Venezuela charges alleged US spy with terrorism
Officials in Venezuelan President Nicolás Maduro’s government reportedly announced on state TV on Monday that a man accused of being a U.S. spy has been charged with terrorism.
The Guardian reported that state prosecutor Tarek William Saab accused the man identified as Matthew John Heath of trying to “fill the country with blood,” presenting evidence of various weapons obtained by authorities during Heath’s capture. Three Venezuelan citizens were arrested alongside Heath, according to the prosecutor.
“The Venezuelan state has managed to neutralize the plans to attack the oil industry and national electric system,” said Saab, according to The Guardian.
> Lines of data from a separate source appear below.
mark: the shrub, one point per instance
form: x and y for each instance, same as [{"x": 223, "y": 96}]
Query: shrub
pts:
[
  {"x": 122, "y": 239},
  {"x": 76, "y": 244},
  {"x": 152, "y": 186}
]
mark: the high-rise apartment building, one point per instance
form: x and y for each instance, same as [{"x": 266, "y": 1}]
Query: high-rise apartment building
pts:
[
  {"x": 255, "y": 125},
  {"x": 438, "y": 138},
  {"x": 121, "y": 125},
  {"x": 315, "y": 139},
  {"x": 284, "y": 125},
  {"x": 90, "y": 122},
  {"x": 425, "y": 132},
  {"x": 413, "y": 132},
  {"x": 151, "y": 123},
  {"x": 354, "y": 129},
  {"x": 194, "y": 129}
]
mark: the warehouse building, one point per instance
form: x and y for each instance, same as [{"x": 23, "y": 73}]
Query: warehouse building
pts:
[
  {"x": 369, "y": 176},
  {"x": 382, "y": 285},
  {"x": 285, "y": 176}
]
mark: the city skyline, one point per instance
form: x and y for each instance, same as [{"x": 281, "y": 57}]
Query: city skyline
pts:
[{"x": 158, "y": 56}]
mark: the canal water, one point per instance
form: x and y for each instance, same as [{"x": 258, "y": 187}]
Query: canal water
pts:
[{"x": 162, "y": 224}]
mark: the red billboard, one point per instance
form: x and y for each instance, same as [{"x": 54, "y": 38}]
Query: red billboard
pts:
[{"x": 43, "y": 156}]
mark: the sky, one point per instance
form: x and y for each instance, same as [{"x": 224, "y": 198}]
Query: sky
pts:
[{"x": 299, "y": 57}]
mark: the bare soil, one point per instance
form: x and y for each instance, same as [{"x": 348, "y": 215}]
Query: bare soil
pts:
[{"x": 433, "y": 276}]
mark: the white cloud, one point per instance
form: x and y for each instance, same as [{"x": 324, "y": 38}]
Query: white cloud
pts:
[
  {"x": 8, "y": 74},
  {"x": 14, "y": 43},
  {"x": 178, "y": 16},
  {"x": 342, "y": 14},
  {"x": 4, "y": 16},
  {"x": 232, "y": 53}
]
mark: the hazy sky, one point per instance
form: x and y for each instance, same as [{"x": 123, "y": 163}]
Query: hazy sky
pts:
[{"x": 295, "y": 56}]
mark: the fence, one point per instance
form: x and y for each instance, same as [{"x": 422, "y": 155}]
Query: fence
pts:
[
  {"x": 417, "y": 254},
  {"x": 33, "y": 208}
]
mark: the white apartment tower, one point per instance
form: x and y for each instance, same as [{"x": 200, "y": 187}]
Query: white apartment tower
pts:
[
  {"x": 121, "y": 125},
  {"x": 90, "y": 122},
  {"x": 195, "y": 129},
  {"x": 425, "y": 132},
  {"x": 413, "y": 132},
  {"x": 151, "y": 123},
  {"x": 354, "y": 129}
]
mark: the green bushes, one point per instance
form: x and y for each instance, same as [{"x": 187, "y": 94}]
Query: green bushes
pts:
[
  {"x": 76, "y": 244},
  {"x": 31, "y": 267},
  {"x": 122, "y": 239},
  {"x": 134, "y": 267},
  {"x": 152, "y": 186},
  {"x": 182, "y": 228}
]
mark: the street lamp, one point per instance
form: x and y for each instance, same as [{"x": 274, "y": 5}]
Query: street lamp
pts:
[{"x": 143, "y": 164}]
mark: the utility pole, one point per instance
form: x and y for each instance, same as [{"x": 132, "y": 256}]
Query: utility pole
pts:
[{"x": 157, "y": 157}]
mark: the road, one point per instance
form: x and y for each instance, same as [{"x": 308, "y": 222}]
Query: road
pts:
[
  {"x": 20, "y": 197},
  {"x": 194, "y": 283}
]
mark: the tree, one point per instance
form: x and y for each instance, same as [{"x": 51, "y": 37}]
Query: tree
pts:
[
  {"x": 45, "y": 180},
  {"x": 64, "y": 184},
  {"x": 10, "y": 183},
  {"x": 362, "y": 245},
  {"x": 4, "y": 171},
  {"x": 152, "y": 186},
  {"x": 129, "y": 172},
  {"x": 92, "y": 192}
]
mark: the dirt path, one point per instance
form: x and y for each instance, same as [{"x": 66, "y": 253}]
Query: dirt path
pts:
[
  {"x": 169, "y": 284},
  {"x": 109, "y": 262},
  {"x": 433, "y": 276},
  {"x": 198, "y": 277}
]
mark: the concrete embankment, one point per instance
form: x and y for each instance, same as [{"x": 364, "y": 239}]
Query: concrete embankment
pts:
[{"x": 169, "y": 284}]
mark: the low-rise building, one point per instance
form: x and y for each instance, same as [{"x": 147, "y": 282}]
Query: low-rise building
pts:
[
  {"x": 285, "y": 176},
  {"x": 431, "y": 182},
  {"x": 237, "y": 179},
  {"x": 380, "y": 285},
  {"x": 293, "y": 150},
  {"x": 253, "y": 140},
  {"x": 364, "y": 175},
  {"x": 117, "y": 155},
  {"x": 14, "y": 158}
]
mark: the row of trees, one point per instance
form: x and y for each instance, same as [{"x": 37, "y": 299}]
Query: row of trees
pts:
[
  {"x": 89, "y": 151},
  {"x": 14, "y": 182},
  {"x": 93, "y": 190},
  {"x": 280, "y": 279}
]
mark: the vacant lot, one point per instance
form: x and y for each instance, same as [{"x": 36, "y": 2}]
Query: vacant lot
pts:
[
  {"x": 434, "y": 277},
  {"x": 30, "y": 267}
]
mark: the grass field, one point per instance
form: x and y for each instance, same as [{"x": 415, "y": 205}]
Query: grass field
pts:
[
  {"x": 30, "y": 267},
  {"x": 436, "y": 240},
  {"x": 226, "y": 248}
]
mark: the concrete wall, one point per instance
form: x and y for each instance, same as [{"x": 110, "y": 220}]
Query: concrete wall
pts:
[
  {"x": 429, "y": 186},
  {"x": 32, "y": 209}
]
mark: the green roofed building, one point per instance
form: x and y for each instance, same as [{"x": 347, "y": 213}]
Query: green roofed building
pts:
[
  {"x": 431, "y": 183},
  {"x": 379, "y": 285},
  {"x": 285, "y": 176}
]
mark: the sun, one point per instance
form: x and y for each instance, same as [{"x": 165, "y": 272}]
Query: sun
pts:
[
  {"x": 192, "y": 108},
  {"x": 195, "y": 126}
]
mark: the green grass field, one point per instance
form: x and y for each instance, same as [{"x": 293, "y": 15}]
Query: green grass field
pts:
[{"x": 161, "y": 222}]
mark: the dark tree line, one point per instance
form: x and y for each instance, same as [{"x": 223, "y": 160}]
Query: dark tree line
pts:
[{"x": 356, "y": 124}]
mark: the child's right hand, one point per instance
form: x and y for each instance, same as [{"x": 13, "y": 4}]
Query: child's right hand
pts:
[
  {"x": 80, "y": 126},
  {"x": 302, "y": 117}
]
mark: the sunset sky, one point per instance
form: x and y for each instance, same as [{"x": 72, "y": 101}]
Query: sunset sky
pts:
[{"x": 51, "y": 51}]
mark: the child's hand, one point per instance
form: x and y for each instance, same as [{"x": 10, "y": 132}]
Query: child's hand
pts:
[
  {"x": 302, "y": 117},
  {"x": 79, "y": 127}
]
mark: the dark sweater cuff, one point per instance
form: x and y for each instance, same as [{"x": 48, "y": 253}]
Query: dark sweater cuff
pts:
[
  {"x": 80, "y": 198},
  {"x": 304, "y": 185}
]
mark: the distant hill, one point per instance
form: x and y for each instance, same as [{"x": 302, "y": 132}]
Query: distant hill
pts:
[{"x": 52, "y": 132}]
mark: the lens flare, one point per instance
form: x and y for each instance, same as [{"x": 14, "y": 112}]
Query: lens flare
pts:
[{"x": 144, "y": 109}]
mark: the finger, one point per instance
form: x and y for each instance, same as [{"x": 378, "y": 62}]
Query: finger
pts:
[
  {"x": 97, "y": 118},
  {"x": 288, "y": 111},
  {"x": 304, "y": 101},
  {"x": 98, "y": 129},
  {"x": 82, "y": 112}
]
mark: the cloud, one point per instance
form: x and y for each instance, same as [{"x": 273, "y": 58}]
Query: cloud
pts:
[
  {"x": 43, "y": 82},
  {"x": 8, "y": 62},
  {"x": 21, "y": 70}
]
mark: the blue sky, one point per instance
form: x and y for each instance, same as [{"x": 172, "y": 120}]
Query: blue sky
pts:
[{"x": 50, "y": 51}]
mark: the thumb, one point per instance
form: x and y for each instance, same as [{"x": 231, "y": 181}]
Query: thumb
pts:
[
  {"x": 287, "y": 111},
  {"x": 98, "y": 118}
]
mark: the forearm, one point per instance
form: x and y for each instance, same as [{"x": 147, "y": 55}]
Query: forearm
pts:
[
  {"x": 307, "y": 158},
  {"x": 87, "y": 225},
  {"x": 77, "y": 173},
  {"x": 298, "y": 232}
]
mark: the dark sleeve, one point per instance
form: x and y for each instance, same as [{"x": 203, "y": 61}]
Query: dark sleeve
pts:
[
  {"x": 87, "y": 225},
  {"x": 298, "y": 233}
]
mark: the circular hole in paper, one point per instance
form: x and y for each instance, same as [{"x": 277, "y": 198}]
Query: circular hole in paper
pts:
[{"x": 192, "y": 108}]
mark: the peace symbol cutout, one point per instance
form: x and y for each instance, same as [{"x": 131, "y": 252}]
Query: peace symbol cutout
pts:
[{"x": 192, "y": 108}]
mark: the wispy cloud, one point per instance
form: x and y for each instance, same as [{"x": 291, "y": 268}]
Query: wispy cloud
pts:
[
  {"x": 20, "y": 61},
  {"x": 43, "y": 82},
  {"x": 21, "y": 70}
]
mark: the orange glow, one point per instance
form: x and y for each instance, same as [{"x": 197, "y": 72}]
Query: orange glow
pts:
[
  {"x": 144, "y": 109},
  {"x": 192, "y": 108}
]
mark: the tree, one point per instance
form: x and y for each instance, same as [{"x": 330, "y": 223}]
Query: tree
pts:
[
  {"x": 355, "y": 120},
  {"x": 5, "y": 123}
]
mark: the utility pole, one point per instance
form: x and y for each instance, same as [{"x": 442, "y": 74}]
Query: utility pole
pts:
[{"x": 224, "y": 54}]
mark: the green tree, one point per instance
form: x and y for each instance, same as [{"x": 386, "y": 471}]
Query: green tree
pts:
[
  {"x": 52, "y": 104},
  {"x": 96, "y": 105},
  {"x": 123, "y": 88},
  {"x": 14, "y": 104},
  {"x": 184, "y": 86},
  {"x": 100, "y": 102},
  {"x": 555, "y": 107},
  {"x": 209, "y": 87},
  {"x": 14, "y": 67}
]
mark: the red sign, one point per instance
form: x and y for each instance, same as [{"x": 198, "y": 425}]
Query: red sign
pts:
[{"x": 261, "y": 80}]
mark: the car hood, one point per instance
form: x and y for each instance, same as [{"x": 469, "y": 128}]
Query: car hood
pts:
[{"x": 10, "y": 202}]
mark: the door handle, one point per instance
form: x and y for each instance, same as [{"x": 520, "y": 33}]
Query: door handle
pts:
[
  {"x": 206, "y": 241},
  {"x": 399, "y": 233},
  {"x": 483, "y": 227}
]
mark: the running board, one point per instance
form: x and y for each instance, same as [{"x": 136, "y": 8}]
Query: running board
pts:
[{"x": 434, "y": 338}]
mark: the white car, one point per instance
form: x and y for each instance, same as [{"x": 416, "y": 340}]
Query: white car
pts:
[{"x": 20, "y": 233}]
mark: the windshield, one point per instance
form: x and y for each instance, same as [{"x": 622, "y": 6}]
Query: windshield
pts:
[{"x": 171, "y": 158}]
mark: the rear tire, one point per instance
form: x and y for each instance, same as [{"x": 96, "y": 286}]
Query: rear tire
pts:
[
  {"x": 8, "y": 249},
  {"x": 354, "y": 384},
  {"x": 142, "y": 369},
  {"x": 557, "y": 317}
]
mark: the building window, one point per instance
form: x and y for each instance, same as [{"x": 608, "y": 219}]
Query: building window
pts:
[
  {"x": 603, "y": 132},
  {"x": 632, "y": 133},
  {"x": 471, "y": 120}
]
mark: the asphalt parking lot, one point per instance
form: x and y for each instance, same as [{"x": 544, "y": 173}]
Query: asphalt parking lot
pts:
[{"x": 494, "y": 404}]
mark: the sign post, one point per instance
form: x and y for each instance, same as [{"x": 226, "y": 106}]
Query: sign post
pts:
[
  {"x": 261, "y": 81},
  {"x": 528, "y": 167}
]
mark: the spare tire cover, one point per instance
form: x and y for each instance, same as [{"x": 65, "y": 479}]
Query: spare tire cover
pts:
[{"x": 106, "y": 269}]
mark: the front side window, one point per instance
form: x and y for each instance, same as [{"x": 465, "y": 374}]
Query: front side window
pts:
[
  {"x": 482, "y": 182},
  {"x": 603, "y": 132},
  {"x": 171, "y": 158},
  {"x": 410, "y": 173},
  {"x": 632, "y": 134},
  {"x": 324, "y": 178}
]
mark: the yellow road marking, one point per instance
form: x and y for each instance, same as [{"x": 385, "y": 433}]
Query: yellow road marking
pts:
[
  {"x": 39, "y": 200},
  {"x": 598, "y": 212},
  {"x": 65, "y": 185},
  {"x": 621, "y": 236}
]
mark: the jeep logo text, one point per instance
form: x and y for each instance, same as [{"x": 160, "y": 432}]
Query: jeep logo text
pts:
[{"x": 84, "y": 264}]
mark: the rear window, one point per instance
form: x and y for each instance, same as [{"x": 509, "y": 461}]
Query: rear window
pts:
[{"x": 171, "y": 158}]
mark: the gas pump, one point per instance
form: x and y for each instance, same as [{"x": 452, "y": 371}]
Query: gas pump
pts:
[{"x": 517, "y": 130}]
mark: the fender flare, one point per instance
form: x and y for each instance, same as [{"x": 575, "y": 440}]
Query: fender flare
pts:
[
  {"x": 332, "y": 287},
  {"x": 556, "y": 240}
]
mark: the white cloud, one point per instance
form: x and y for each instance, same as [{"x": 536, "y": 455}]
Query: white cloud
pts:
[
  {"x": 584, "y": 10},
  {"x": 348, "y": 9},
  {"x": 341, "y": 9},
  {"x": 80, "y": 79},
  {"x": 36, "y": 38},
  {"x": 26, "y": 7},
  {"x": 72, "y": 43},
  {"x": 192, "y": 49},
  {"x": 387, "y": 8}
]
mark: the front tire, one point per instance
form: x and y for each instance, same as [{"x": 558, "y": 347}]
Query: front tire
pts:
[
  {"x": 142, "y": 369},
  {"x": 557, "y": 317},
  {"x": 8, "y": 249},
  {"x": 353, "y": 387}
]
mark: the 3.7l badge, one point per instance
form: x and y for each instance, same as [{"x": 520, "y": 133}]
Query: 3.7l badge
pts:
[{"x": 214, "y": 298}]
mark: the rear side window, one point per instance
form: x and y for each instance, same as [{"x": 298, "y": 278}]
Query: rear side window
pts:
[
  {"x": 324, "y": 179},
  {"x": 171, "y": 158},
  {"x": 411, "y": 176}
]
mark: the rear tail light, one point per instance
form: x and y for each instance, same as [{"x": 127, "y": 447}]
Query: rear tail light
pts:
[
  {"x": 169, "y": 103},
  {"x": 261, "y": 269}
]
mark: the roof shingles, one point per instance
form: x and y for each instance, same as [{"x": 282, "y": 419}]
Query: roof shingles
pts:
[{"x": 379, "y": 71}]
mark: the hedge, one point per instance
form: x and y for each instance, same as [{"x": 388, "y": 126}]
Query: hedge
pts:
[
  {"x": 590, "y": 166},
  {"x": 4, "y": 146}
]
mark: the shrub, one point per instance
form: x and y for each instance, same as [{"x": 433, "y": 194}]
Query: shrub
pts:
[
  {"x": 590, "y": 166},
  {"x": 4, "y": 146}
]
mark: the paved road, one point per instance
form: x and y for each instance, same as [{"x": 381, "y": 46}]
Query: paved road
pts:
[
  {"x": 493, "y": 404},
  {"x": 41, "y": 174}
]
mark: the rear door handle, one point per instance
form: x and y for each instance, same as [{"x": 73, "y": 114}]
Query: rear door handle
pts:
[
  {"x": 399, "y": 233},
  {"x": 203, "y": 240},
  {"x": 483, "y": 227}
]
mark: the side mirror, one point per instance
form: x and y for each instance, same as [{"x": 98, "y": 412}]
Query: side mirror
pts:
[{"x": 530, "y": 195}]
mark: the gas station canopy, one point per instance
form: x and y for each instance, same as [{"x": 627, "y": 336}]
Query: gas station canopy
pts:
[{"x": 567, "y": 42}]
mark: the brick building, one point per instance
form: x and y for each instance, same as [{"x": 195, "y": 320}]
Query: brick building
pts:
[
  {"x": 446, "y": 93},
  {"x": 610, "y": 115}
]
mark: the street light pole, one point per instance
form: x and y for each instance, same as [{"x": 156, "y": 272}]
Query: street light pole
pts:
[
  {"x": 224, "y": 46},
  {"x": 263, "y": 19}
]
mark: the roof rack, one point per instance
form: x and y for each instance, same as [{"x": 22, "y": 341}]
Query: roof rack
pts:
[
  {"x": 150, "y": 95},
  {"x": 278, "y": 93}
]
“Everything here could qualifies as a lethal weapon designed to cause harm and to promote assassinations, crimes against the people of Venezuela,” he reportedly continued, adding that Heath was previously employed by a Virginia-based private security firm as a mercenary based in Iraq.
Officials with the National Security Council and State Department did not immediately return requests for comment on Heath’s arrest from The Hill.
Tensions between the U.S. and Maduro’s government have been high for months, with Venezuela’s government previously accusing the U.S. of backing a failed coup attempt involving several former U.S. Green Berets and hundreds of Venezuelan nationals.
The Trump administration has denied any involvement in the failed May effort to oust Maduro, though numerous U.S. officials have expressed support for Juan Guaidó, the opposition leader.